Eserde günâhların amelleri boşa çıkarabileceği uyarısı yapılmakla birlikte, günâhlardan kurtulmanın yolu da yine tövbe ve ibâdet olarak gösterilmekedir. Böylece bir denge kurulmaya çalışılmaktadır. Günâhının çok, yüzünün kara olduğunu söyleyen Selmân-ı Fârisî’ye Hazret-i Ali; abdest aldığında, namaz kıldığında ve tövbe ettiğinde günâhlarının affedileceğini haber vermektedir.[102] Ona nasıl tövbe edeceğini de öğretmektedir: “Digil ki: Yâ Rabbî! Bu yanılıcı kulunu, bir günâh işleyici kulunu, bilmezlikden bilürem dimeden sen sakla. Yaramaz amellerden ve yaramaz şeylerden Sen sakla. Sâlih ameller, müyesser eyle, Ümmet-i Muhammed’e, cümlemize. Digil: Rahmetinden bizi mahrûm itme.”[103] Bununla birlikte kıyamet koptuğu zaman tövbe kapısının da kapanacağı dile getirilerek, tövbe etmek için geç kalınmaması gerektiği mesajı verilmektedir.[104]
3. Ahlâk Öğretimi
Kitâb-ı Cabbâr Kulu’nda güzel ahlâk, Hazret-i Muhammed’in ahlâkı ile özdeşleştirilmektedir.
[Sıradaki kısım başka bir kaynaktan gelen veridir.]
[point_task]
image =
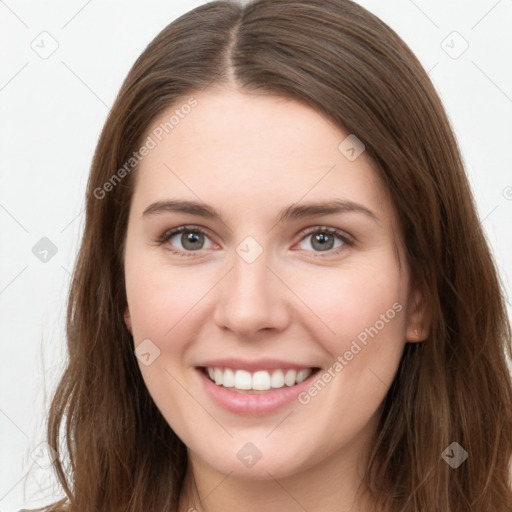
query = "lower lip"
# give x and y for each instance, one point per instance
(251, 404)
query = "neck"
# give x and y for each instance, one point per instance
(336, 484)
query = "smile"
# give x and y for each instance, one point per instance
(243, 381)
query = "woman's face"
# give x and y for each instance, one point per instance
(288, 260)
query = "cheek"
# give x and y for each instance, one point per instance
(360, 304)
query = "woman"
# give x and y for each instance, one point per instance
(283, 297)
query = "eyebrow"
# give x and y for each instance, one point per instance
(292, 212)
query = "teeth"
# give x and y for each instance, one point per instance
(261, 380)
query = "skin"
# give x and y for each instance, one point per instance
(249, 156)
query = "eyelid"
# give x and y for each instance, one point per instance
(347, 239)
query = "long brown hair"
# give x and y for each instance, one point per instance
(455, 386)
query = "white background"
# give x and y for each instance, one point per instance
(51, 114)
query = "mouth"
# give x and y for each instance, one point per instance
(257, 382)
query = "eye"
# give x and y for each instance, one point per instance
(323, 239)
(191, 238)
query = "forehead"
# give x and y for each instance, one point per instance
(257, 151)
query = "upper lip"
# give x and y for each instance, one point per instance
(254, 365)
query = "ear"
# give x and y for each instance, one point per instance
(128, 320)
(418, 317)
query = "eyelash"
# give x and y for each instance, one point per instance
(347, 241)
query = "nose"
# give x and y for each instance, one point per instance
(252, 298)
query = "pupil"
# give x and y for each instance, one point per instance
(323, 240)
(191, 240)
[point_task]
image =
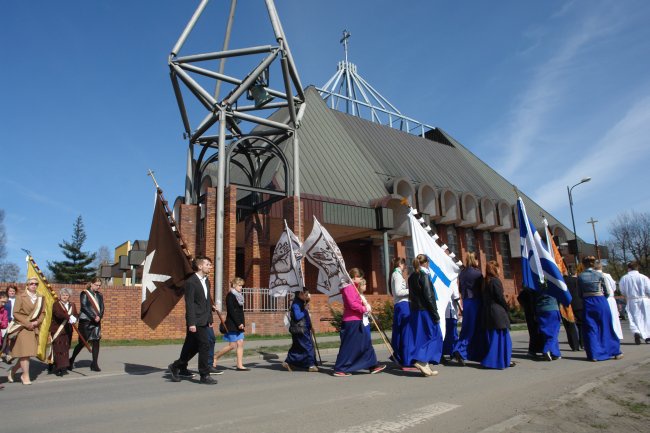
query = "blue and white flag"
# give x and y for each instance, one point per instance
(537, 263)
(442, 268)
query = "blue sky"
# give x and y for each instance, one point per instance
(545, 92)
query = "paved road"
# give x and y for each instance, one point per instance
(133, 394)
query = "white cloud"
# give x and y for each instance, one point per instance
(610, 162)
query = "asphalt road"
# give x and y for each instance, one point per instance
(133, 394)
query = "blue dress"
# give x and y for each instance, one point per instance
(356, 351)
(548, 323)
(301, 353)
(402, 337)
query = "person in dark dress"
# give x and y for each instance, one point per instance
(471, 342)
(235, 323)
(301, 354)
(424, 318)
(64, 315)
(90, 321)
(496, 321)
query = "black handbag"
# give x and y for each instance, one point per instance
(298, 327)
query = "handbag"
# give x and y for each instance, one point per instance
(298, 327)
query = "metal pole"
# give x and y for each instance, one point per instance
(189, 176)
(386, 261)
(189, 27)
(575, 236)
(593, 222)
(221, 186)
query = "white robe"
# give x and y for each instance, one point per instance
(636, 289)
(611, 288)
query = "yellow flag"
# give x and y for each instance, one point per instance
(44, 339)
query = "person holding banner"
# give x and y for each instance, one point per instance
(301, 354)
(29, 312)
(496, 320)
(424, 319)
(401, 338)
(600, 340)
(470, 342)
(64, 315)
(356, 351)
(90, 326)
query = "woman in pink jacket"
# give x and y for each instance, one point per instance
(356, 351)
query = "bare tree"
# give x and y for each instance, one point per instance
(630, 240)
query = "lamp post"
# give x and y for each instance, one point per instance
(575, 236)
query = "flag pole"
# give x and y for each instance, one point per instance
(381, 332)
(172, 222)
(48, 286)
(302, 284)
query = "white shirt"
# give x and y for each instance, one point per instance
(635, 285)
(205, 286)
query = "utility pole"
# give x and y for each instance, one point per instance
(593, 222)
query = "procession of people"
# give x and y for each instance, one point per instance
(417, 343)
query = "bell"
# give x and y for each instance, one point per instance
(260, 95)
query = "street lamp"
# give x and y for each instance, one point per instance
(575, 236)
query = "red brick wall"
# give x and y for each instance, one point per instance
(122, 315)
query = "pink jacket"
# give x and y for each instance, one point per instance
(353, 307)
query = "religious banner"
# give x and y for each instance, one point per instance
(166, 267)
(44, 340)
(321, 251)
(286, 272)
(442, 271)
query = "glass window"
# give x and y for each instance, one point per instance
(470, 240)
(488, 246)
(505, 254)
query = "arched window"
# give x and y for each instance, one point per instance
(452, 239)
(505, 254)
(488, 247)
(470, 241)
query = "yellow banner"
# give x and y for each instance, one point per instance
(44, 342)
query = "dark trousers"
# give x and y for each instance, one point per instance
(195, 342)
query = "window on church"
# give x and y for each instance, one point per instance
(505, 254)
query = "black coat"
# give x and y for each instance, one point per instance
(235, 313)
(198, 309)
(495, 307)
(421, 295)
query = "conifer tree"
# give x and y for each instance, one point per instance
(78, 266)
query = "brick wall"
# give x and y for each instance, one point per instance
(122, 315)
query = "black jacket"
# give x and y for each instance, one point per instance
(495, 307)
(235, 313)
(421, 295)
(198, 309)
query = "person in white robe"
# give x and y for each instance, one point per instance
(610, 286)
(636, 289)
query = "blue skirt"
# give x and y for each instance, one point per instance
(600, 340)
(499, 349)
(471, 342)
(301, 353)
(427, 339)
(451, 336)
(233, 336)
(356, 351)
(402, 337)
(548, 323)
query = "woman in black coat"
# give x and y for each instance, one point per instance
(234, 323)
(496, 321)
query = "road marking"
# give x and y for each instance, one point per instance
(402, 422)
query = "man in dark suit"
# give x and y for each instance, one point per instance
(198, 318)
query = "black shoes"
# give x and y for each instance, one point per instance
(208, 380)
(174, 371)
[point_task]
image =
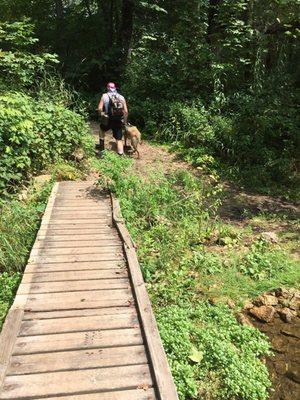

Hazret-i Ali, bizzat Hazret-i Peygamber’e hitaben onun ahlâkını tarif etmektedir: “Sen öyle yürürdün yâ Rasûla’llâh ki, Allah emri üzere yürürdün. Kimsenün hâtırın[ı] yıkmadun. Bir kişinin kapısunı kakmadun. Dünyâ varlığına bakmadun. Sana kötülük idene eylük itdün. Allah yoluna gitdün. Sana düşmanlık idene sen dostluk itdün. Allah yoluna da’vet itdün. Nice kâfirleri îmâna getürdün. Kalmışları menziline yitürdün. Niceler yoldaş oldu, sana bile. Ulu devlet buldular seninle.”[105] Güzel ahlâka ulaşma yolunda model insan; Hazret-i Muhammed’dir. O, her hâlükârda iyilik yapabilme, kötülüğü iyilikle savabilme niteliğine sahiptir. Hazret-i Peygamber’in güzel ahlâkının özetlendiği yukarıdaki satırlarda okurlara bir yol haritası da çizilmektedir. Allah’ın emri (şerîat kapısı) üzerine yürünen bir güzergâh, kişiyi düşmanıyla dost yapacak, ulu devlete kavuşturacaktır.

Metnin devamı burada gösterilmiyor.